High-Frequency Oscillations in the Scalp EEG of Intensive Care Unit Patients With Altered Level of Consciousness.
Ferrari-Marinho Taissa,Perucca Piero,Amiri Mina,Dubeau Francois,Gotman Jean,Caboclo Luis Otavio
Journal of clinical neurophysiology : official publication of the American Electroencephalographic Society
PURPOSE:In comatose patients, distinguishing between nonconvulsive status epilepticus and diffuse structural or metabolic encephalopathies is often challenging. Both conditions can generate periodic discharges on EEG with similar morphology and periodicity. We investigated the occurrence of high-frequency oscillations-potential biomarkers of epileptogenesis-on scalp EEG of comatose patients with periodic discharges in the EEG. METHODS:Fifteen patients were included.
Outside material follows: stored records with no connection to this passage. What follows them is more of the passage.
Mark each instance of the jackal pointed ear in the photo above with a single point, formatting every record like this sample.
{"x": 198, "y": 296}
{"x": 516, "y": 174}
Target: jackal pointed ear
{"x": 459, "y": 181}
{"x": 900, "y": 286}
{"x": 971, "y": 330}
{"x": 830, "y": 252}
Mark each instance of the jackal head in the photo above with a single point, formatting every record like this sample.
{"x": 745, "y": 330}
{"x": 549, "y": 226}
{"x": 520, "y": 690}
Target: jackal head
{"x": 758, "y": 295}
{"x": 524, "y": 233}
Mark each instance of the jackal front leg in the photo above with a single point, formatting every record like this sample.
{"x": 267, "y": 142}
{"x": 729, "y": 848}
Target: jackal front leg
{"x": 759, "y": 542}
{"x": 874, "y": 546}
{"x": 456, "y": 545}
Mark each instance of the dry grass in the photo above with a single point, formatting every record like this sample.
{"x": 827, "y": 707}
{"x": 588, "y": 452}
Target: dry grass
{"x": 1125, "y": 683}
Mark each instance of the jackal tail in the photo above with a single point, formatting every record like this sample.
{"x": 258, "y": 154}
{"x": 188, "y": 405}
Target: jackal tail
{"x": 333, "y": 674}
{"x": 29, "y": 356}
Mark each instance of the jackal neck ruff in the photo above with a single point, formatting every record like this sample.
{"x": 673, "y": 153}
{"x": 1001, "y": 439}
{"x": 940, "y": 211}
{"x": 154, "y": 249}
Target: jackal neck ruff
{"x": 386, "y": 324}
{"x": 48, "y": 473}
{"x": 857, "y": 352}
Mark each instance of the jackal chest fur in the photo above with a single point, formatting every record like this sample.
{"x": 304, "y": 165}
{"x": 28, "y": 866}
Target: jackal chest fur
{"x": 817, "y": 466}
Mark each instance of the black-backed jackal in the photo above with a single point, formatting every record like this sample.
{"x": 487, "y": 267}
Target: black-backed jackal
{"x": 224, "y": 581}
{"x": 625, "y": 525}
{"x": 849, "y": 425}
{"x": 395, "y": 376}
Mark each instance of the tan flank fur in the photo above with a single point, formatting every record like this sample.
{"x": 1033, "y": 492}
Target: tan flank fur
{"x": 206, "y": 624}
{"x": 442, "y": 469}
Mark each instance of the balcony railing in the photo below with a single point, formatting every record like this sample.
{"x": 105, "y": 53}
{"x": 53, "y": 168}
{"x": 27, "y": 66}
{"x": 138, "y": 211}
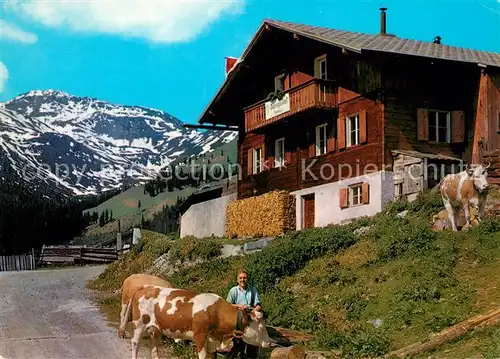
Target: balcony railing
{"x": 314, "y": 93}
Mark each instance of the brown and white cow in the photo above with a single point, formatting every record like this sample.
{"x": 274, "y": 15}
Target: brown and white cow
{"x": 465, "y": 189}
{"x": 131, "y": 285}
{"x": 204, "y": 318}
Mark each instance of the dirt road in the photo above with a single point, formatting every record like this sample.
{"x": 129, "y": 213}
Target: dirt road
{"x": 48, "y": 314}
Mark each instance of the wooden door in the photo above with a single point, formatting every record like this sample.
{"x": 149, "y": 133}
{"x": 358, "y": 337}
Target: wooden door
{"x": 308, "y": 214}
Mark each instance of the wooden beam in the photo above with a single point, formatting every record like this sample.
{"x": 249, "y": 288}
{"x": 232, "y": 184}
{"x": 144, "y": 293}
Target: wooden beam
{"x": 217, "y": 128}
{"x": 473, "y": 324}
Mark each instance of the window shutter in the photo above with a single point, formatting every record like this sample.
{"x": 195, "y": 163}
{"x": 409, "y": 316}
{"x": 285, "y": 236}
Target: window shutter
{"x": 263, "y": 157}
{"x": 362, "y": 127}
{"x": 330, "y": 145}
{"x": 341, "y": 133}
{"x": 423, "y": 124}
{"x": 312, "y": 150}
{"x": 457, "y": 126}
{"x": 250, "y": 161}
{"x": 365, "y": 193}
{"x": 343, "y": 197}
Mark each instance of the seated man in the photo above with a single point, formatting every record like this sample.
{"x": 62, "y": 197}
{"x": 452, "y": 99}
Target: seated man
{"x": 244, "y": 297}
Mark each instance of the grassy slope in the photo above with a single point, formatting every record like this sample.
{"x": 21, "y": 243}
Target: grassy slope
{"x": 335, "y": 285}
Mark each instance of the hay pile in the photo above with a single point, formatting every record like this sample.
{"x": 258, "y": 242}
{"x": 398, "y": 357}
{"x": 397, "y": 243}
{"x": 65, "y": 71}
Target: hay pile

Patients were divided into three groups, according to underlying etiology: Group 1, seizure related; group 2, structural; group 3, nonstructural. EEG recordings were compared with respect to the presence and rates of gamma (30-80 Hz) and ripples (80-250 Hz). RESULTS:Patients were 23 to 106 years old (median, 68 years); 60% were female. 206 channels were eligible for analysis (median, 15 channels/patient). Overall, 43% of channels showed gamma, and 24% had ripples. Group 2 showed the highest proportion of channels with gamma (47%), followed by group 1 (38%) and group 3 (36%). Mean gamma rates were higher in group 2 (4.65 gamma/min/channel) than in group 1 (1.52) and group 3 (1.44) (P < 0.001). Group 2 showed the highest proportion of channels with ripples (29.2%), followed by group 1 (15%) and group 3 (24.2%). Mean ripple rates were higher in group 2 (5.09 ripple/min/channel) than in group 1 (0.96) and group 3 (0.83) (P < 0.001). CONCLUSIONS:Fast oscillations, including high-frequency oscillations, can be detected in scalp EEG of patients with altered consciousness. High rates of fast activity may suggest an underlying structural brain lesion. Future studies are needed to determine whether fast oscillations in the setting of acute/subacute brain lesions are a biomarker of subsequent development of human epilepsy.